What this attempt to divide geological time into neat epochs misses is that the human activities driving the Anthropocene and the emergence of new infectious diseases, such as the extraction of fossil fuels from formerly pristine rainforests - and the expansion of agriculture and urban settlements - are as old as civilization and, in the case of capitalism, rest on a mechanistic view of the Earth in which nature exists only as a resource to be exploited, rather than a semi-sentient entity in its own right.
Ghosh begins his book with the Dutch seizure of the Banda islands in Indonesia in 1621 and the subsequent deportation of the islands’ indigenous people in a bid to control the global trade in nutmeg, the precious spice which, at the time, grew nowhere else on Earth.
The story of the genocide of the Bandanese and the extraction of Banda’s natural resources in the name of the “venerable” East India Company is one of the earliest and most brutal examples of the European expansionist project. In Ghosh’s hands, it also becomes a parable for the history of extractive capitalism and what he calls Earth’s “terraforming” – a term usually applied to the molding of new planets but which for Ghosh is shorthand for the colonisation and despoilation of nature and the indigenous peoples who depend on its bounty (and wish to preserve it for future generations).

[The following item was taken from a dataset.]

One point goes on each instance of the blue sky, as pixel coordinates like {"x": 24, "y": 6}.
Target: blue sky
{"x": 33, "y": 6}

But rather than acknowledging our part in these histories, we spend our time staring mutely at the numbers and praying that technology will come to rescue.
How else to explain our fascination with Jeff Bezos’s and Elon Musk’s efforts to colonise outer space and establish “self-sustaining habitats” on the moon and other far-away planets?
Bezos says that seeing Earth from the perspective of his New Shepard rocket in July has given him a new appreciation for the “fragility” of Earth, and he has since pledged $10 billion to combat climate change via his Bezos Earth Fund. But while such gifts will be welcomed by climate activists, when set against the long and shameful history of terraforming such “off-sets” are mere marks on a very long ledger sheet.
As with preventing future pandemics, addressing climate change will take more than shuffling numbers from one column to another.